Now tell the truth, at (at least) one point over the past three weeks you were thinking about selling your stocks, weren't you? I received a couple (literally just a couple) of inquiries from clients. The gist, "if the country defaults on its debt, all hell is going to break loose; shouldn't we get out of the market now, just in case?" My reply, "well, you know, I didn't call you, so obviously jumping out here is not my advice. And, besides, as I have stressed ad nauseam in interviews and on the blog, in my view there's absolutely zero chance the U.S. is defaulting on its debt. Not that the market isn't about to deliver a little (or a lot of) pain---that, I can't predict---it's just that it won't be for the reason you anticipate."
And here you are today, saying "whew! So glad I didn't pull that trigger!" Oh, but hey, you could have been right, stocks could have taken a monster hit, although, again, not for the reason you feared. In fact, had you done so back in the fall of 2011---when our fearful "leaders" were then playing faux debt-ceiling roulette---you would have averted a 16% hit (oddly, traders at the time seemed to think the politically impossible possible). And if you had bought back near the bottom, then held on, you'd be so loving that number you check daily on your custodian's website. Or would you? Think about it, if you struck that ever-elusive market-timing gold during the last debt ceiling battle, don't you think you might have tried it again this go round? My pair of nervous (or opportunistic) clients contacted me when the brinkmanship had reached its zenith (7 or 8 days in), when the Dow was trading around 14,700. Had that been your exit point, you'd have, as of today, blown a nearly 6% hole in this year's performance---assuming, that is, you bought back in today.
All that said, now that the Dow is flirting with its all-time high (the S&P 500 is already there), you might want to go ahead and pull that trigger tomorrow. Maybe the balance of Q3 earnings come in terribly below expectations, maybe next month's jobs number comes in way low, maybe the Fed surprisingly cuts QE before the end of the year, maybe the Middle East heats back up, or etc; any of which (especially the etc.) could spark a panicky sell-off. Although, if you do, and earnings come in better than expected, and next month's jobs number comes in above 250k, or next month's jobs number comes in way low but sparks a rally since, without substantial job growth, the Fed will keep the presses pumping, or those grossly under-performing hedge fund managers capitulate and aggressively buy stocks in hopes of catching up by the year's end, or those who've ridden the bulging bond market decide it's time to rotate to stocks, or etc; you'll sorely wish you hadn't.

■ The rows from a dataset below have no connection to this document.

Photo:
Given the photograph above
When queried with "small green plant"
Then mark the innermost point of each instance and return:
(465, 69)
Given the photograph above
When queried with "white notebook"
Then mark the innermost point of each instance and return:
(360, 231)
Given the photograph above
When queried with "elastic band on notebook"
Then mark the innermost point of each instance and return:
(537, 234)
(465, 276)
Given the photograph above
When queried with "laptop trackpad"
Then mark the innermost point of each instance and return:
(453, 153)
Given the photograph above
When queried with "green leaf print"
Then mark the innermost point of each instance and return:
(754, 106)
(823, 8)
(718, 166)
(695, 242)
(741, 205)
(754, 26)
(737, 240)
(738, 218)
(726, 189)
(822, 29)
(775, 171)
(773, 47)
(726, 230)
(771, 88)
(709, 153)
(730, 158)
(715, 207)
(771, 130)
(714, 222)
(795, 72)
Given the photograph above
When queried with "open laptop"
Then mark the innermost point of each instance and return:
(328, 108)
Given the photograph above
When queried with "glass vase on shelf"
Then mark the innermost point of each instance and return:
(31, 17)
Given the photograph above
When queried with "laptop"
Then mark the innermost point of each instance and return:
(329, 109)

Never forget folks, as I suggested back in July of last year (see below), the variables that ultimately determine economic and market direction are too numerous for the human brain to even assemble, let alone forecast. In other words, never try to time the market.
BEWARE THE KING(S), July 31, 2012
The “King of Bonds”, Pimco’s Bill Gross, has given the world a priceless gift. He’s accomplished something other mortals have aspired to, but forever at the expense of their credibility. Thanks to Mr. Gross we finally know precisely what to count on, financially speaking, for the remainder of life as we know it on planet Earth. The guessing’s over. I suppose I should re-think my career path.
Apparently the past century of stock market gains and wealth accumulation was a “freak” anomaly, one to never be repeated. His incomparable (out of 7 billion) brain, has put all the pieces together. He has solved the great riddle; he has determined what he’s dubbed the “new normal”: That is, sub historical-average economic and asset-value growth, in perpetuity.
In essence; he knows precisely how all the world’s individuals will transact their affairs for eons to come.
He foresees advances in consumer technology,
and living standards in general.
He can predict the outcomes of political power grabs,
and natural disasters.
And has gauged the precise impact of each on the global economy.
He has indeed solved nature’s great mysteries.
What forever baffles me is the correlation between the capacity for thinking and the lack thereof for reason. The sad thing (seemingly, but surely not in every case) being; the larger the capacity of the brain (or perhaps the academic achievement, or perhaps the professional accomplishment), the larger the ego – the larger the ego, the lesser the humility – the lesser the humility, the greater the God complex – the greater the God complex, the greater the following – the greater the following, the greater the damage when a black swan (a purely random event) falls from the sky.